Run the local image with local network access (and destroy it upon completion):

`docker run -it --rm -e EXTRA_LAUNCH_ARGS="--listen --verbose" --gpus all -p 7860:7860 text-generation-webui:local`

# Known Issues
## AMD GPU ROCM
The `rocm` variant is reported to be working, but it is blind-built and not regularly tested due to a lack of hardware. User reports and insights are welcomed.

*Thanks to [@Alkali-V2](https://github.com/Alkali-V2) for confirming successful deployment with RX 6800 on Unraid.*

## Intel Arc GPU
The `arc` variant is blind-built and untested due to a lack of hardware. User reports and insights are welcomed.

## Extensions
The following are known issues and they are planned to be investigated. Testing and insights are welcomed!
- `multimodal`: Crashes because model is not loaded at start
- `ngrok`: Requires an account, causes a crash
- `silero_tts`: Does not work due to pydantic dependency problem
- `superbooga`/`superboogav2`: Crashes on startup

# Contributions
Contributions are welcomed - please feel free to submit a PR. More variants (e.g., AMD/ROC-M support) and Windows support can help lower the barrier to entry, make this technology accessible to as many people as possible, and push towards democratising the severe impacts that AI is having on our society.

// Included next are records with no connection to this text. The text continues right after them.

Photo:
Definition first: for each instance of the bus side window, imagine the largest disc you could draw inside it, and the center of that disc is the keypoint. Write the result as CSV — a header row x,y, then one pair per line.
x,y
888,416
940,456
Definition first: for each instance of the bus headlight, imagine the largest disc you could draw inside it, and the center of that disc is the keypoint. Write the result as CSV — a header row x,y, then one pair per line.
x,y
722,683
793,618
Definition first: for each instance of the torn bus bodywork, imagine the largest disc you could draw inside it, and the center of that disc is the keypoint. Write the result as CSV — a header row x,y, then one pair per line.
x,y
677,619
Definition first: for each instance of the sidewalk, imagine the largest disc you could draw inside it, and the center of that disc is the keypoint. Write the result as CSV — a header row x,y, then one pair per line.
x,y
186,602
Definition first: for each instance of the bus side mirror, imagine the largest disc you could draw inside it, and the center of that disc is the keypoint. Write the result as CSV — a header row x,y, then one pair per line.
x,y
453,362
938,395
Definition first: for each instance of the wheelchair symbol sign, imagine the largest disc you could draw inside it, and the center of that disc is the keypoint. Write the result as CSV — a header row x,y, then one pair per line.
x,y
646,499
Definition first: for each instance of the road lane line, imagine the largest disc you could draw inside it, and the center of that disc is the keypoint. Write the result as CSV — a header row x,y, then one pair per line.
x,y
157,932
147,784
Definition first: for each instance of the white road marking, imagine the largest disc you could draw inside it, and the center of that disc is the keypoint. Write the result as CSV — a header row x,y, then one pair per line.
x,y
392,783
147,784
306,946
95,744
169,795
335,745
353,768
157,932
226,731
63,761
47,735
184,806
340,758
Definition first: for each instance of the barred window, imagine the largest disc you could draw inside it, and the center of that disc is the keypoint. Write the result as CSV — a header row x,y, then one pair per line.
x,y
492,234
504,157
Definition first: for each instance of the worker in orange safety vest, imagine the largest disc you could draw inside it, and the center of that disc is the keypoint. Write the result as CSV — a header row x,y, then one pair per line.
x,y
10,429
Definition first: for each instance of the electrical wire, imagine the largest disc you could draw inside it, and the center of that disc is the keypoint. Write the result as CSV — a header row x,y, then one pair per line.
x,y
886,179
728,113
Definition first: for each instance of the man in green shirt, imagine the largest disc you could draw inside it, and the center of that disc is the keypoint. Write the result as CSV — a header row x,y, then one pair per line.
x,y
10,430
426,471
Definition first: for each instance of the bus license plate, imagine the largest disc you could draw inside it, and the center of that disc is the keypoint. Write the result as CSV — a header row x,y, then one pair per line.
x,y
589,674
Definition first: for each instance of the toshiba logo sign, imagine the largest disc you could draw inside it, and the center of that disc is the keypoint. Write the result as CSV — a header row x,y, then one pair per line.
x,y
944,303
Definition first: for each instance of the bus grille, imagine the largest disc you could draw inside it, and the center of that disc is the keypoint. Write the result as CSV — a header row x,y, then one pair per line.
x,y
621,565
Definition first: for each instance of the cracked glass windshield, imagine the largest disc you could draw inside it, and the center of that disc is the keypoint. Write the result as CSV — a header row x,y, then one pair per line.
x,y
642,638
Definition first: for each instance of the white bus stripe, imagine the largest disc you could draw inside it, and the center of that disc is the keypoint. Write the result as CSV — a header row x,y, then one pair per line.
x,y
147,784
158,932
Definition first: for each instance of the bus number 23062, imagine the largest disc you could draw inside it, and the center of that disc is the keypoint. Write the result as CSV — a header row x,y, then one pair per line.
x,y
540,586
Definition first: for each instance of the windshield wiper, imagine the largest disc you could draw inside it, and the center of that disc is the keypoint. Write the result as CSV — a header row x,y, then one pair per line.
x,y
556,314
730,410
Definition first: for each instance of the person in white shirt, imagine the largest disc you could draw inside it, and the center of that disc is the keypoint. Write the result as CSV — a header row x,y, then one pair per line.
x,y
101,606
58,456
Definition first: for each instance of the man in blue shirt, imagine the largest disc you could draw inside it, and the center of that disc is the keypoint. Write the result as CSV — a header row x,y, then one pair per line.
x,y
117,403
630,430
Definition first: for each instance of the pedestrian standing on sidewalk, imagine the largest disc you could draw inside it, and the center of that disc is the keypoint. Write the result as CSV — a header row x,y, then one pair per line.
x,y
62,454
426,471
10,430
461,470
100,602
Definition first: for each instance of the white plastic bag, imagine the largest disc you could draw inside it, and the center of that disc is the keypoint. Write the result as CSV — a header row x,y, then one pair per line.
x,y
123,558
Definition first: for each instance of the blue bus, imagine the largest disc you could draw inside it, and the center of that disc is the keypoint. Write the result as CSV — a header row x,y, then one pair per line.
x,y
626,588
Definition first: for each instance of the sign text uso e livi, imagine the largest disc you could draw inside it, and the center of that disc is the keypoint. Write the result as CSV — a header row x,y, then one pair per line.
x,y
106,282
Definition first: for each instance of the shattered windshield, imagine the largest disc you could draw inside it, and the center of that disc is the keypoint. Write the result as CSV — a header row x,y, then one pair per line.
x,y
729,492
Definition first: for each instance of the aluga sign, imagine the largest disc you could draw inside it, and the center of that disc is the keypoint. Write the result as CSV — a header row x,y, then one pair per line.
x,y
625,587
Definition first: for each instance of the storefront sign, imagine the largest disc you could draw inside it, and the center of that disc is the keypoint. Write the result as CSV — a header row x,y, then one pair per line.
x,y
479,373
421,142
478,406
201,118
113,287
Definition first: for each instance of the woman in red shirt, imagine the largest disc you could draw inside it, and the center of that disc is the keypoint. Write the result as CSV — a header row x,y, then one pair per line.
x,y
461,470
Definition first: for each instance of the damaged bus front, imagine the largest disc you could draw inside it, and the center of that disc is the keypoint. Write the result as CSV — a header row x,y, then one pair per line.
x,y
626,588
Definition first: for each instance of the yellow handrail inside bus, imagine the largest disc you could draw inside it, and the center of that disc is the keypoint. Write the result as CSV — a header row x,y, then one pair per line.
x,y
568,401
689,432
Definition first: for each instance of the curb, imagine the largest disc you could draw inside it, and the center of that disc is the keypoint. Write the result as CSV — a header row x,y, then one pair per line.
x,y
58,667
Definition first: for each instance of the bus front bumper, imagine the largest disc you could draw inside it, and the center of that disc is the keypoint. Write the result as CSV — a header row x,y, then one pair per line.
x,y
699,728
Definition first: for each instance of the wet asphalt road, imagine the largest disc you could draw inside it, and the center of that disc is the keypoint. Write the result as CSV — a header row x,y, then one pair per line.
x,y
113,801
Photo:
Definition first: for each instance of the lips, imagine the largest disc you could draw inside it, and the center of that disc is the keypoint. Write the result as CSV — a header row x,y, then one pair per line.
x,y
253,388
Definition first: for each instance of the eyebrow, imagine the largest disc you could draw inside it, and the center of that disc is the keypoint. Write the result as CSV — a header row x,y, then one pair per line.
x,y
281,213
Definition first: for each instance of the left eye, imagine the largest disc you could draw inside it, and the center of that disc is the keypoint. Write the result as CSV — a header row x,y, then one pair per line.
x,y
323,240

*Also - it's fun to code and LLMs are cool.*

# DISCLAIMER
THE SOFTWARE IS PROVIDED 'AS IS', WITHOUT WARRANTY OF ANY KIND, EXPRESS OR IMPLIED, INCLUDING BUT NOT LIMITED TO THE WARRANTIES OF MERCHANTABILITY, FITNESS FOR A PARTICULAR PURPOSE AND NONINFRINGEMENT. IN NO EVENT SHALL THE AUTHORS OR COPYRIGHT HOLDERS BE LIABLE FOR ANY CLAIM, DAMAGES OR OTHER LIABILITY, WHETHER IN AN ACTION OF CONTRACT, TORT OR OTHERWISE, ARISING FROM, OUT OF OR IN CONNECTION WITH THE SOFTWARE OR THE USE OR OTHER DEALINGS IN THE SOFTWARE.